Benchmarks of backends

classic Classic list List threaded Threaded
2 messages Options
Reply | Threaded
Open this post in threaded view
|

Benchmarks of backends

Anthony Molinaro
Hi,

  I'm wondering if anyone has done any testing with regards to memory
usage of various backends.  After recent emails about the large overhead
of bitcask keydir indexes, and by comparing with my current production
nodes. I find that the overhead per key ends up being too large for
small keys.

  So I'm in the market for a new backend, and was wondering if anyone
out there has done any measurements on memory overhead per key, and
access times.

I'm also wondering if there are any backends floating out there I haven't
found. I've done some google searches to come across

  https://github.com/krestenkrab/riak_btree_backend
  https://github.com/cstar/riak_redis_backend

but I'm assuming there might be others.

Also, I figure it would be interesting to understand the overhead for
the built in backends and innnostore and possibly look at other stores
I've found which seem to have erlang wrappers like

LevelDB:
  https://github.com/basho/e_leveldb
  https://github.com/davisp/erleveldb
Tokyo Cabinet:
  https://github.com/rabbitmq/toke
Berkeley DB:
  https://github.com/krestenkrab/bets

So anyone know anything about these backends or other k/v stores in terms
of memory versus disk for large datasets?
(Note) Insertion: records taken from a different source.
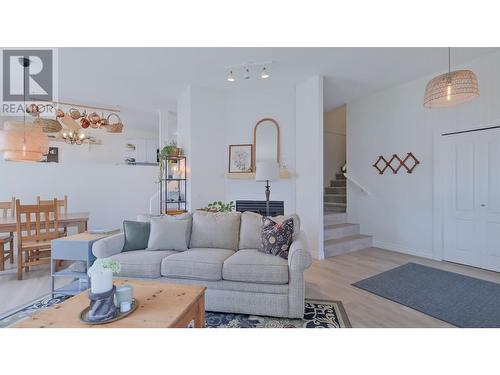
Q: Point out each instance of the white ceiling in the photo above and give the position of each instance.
(149, 79)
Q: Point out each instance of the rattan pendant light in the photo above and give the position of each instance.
(452, 88)
(19, 142)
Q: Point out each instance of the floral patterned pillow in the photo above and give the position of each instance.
(276, 238)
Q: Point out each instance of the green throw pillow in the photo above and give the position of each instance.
(136, 235)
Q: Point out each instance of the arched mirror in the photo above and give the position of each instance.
(266, 141)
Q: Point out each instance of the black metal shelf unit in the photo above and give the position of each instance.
(173, 184)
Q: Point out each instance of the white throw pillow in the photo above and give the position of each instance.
(169, 233)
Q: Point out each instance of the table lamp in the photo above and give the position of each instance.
(267, 171)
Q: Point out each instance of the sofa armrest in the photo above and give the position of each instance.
(108, 246)
(299, 256)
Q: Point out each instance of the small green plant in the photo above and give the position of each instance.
(219, 206)
(105, 263)
(168, 150)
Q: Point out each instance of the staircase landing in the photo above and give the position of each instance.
(340, 236)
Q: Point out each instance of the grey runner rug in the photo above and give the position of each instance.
(457, 299)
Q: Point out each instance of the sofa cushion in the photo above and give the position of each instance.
(201, 264)
(251, 227)
(168, 232)
(250, 265)
(136, 235)
(218, 230)
(141, 263)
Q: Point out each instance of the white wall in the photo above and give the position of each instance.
(400, 211)
(201, 135)
(243, 109)
(111, 193)
(334, 143)
(309, 165)
(96, 180)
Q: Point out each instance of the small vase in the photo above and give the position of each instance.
(101, 280)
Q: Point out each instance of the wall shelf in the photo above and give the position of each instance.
(284, 174)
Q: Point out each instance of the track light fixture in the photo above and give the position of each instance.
(244, 69)
(264, 74)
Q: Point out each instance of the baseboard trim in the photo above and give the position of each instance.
(401, 248)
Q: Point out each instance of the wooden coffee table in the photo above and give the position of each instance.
(161, 305)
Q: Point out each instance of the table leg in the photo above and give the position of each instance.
(82, 227)
(199, 320)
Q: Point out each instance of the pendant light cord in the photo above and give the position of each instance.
(24, 104)
(449, 60)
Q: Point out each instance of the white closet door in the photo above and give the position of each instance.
(489, 192)
(472, 199)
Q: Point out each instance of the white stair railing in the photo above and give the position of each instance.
(361, 187)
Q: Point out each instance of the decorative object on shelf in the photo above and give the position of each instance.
(267, 171)
(102, 290)
(124, 297)
(170, 150)
(219, 206)
(76, 118)
(48, 125)
(84, 122)
(382, 164)
(266, 141)
(52, 156)
(26, 143)
(173, 183)
(240, 158)
(452, 88)
(75, 137)
(246, 68)
(113, 127)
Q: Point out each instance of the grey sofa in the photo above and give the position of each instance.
(223, 256)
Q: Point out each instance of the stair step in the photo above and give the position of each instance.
(335, 190)
(334, 207)
(338, 183)
(334, 218)
(336, 231)
(346, 244)
(335, 198)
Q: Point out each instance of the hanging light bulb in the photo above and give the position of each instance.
(264, 74)
(21, 143)
(452, 88)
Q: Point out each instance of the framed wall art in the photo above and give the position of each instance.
(240, 158)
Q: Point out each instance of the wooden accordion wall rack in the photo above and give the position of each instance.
(409, 163)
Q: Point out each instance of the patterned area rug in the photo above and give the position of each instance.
(318, 314)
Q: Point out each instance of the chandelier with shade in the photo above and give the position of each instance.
(452, 88)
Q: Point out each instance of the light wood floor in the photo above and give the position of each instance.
(332, 278)
(327, 279)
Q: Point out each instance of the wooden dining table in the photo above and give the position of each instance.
(78, 220)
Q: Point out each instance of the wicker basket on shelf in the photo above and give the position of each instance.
(48, 125)
(113, 127)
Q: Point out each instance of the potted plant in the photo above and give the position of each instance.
(219, 206)
(101, 275)
(170, 150)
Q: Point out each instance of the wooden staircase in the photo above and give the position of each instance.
(340, 236)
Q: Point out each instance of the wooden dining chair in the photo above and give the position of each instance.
(7, 209)
(62, 207)
(37, 226)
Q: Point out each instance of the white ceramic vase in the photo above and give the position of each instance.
(101, 280)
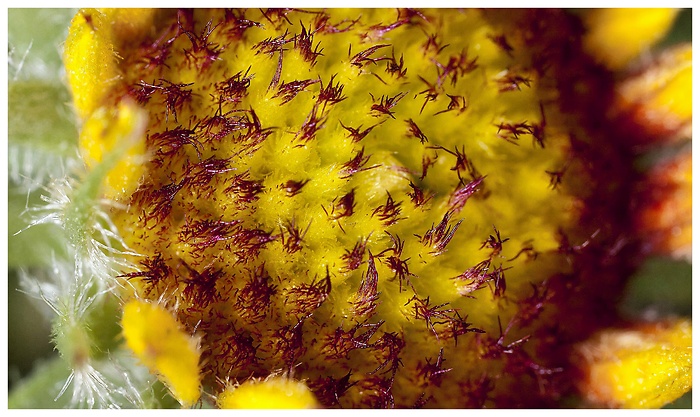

The thing prompting this is a cassandra cluster with about 14 billion
entries (7 billion with replication factor of 2), which uses 60 machines.
I was trying to determine how many bitcask backed machines it would take
to store this data and it ends up being about 150.  This is mostly because
of the 84 bytes of overhead per key (43 bytes by calculations determined
on this list a few weeks ago, another 41 by measuring my current production
setup).  Even with the keys of 17 bytes, thats 101 bytes of overhead,
so just wondering if there's anything better.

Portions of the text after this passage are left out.